El libro "Veinte casas en el cielo" fue publicado por primera vez en 1958 en la colección Populibros, que dirigía el escritor y poeta Manuel Scorza. Era la primera novela de Armando Robles Godoy. "Yo tenía la novela escrita y guardada en un cajón. Por entonces también vivía en Miraflores. Y dio la casualidad de que Manuel era mi vecino. Entonces un día entró y me preguntó si tenía una novela terminada. Yo le dije que sí y se la llevó. Una semana después volvió para firmar el contrato". Por entonces la colección Populibros vendía cinco novelas por 10 soles de la época. "No era muy caro. La primera colección ya había salido y mi novela apareció en la segunda colección. Se vendió muy bien, los tirajes eran importantes entonces". Desde entonces pasaron 50 años para que la segunda edición viera la luz.

 

La República. Domingo. 7 de Septiembre 2008.

 




Fiesta latina en Alemania



 

Hannópoli

César Rosales-Miranda

Editorial Mare Nostrum.
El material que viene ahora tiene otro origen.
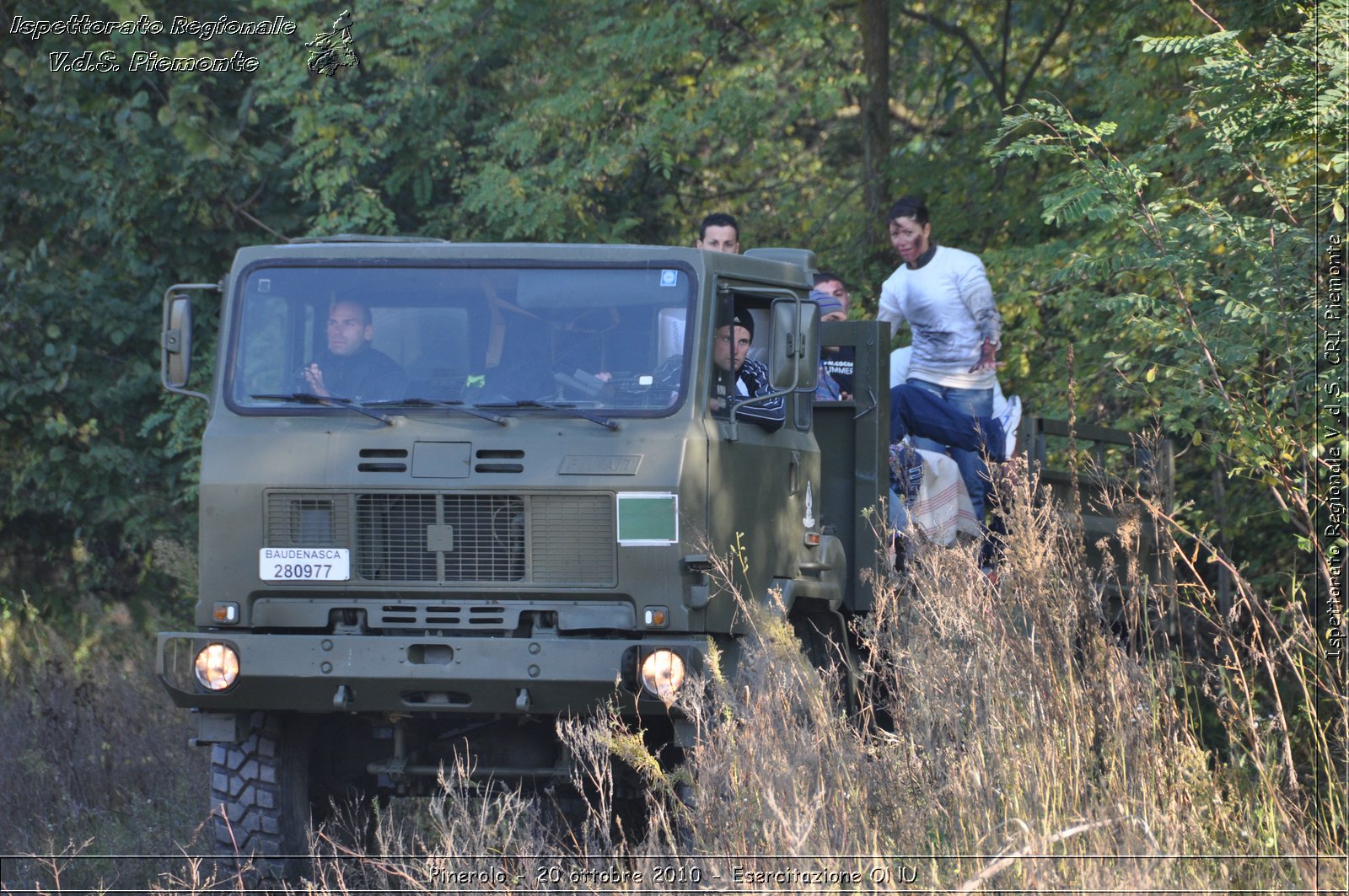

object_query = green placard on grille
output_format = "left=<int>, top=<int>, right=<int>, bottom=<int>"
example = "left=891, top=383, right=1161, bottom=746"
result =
left=618, top=491, right=679, bottom=545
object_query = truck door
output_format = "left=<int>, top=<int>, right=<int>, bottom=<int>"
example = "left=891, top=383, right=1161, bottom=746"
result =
left=704, top=289, right=820, bottom=612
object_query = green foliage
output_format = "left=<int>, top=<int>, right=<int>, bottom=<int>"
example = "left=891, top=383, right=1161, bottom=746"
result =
left=990, top=2, right=1346, bottom=590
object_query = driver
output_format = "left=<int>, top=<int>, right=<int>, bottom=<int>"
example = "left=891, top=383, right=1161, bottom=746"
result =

Santiago de Chile. 2008

300  páginas.

 

En la reciente novela “Hannópoli”, el autor peruano César Rosales-Miranda, residente en Alemania, refleja el drama que viven los inmigrantes latinoamericanos en su lucha por insertarse en el gélido ambiente de Europa del norte, el cual es sufrido por Miguel Solares, un estudiante latinoamericano residente en la ciudad alemana de Hannover.

  

En esta fría ciudad germana, la discoteca y bar “Hannópoli” invita a los latinos y algunos alemanes a disfrutar la música, el baile y la bohemia, en un ambiente lleno de nostalgias de su ancestro latino. En la caótica fauna que puebla su pista se congregan estudiantes, bailadores de salsa, intelectuales, pintores, escritores y libertinas, en busca de una atmósfera exotica, muy latinoamericana, que solo se puede encontrar allí.

 

 Despues de iniciar sus estudios universitarios, Miguel frecuenta el “Hannópoli” para sofocar su soledad y disfrutar tertulias con personajes muy peculiars que se convierten en sus más cercanos camaradas de juerga, como Armando, Elías, Jens, María Cristina (“Chichí”) y Stefan, este último, a través de su columna editorial, hace una crítica sarcástica de la sociedad germana.

 

 En esa noctámbula farándula, Miguel conoce a su novia polaca, la bella Úrsula, con quien entabla un apasionado romance. Pero el peso de la muerte de su padre, el derrotismo y la lejanía deprimen a Miguel, haciéndolo perder los estudios y retrasar su tesis de grado. Embriagado por ese compass de vida y la multiculturalidad, se envuelve inconscientemente en un vínculo erótico con Marzena, la hermana gemela de Ùrsula. A pesar de su fracaso universitario, Miguel vive su exilio intensamente, acepta la conducción del programa radial “Onda Hispanoamericana”, multiplica sus amistades y afectos hacia las personas de su entorno bohemio y se aferra desesperadamente en su amor a Ùrsula. Súbitamente sus compañeros de cátedra terminan sus estudios y el Estado cierra la facultad por un escándalo de corrupción. Miguel se ve impedido de sustentar su tesis y lo desgarra la ruptura con Ùrsula, quien regresa a Polonia junto con su hermana gemela Marzena.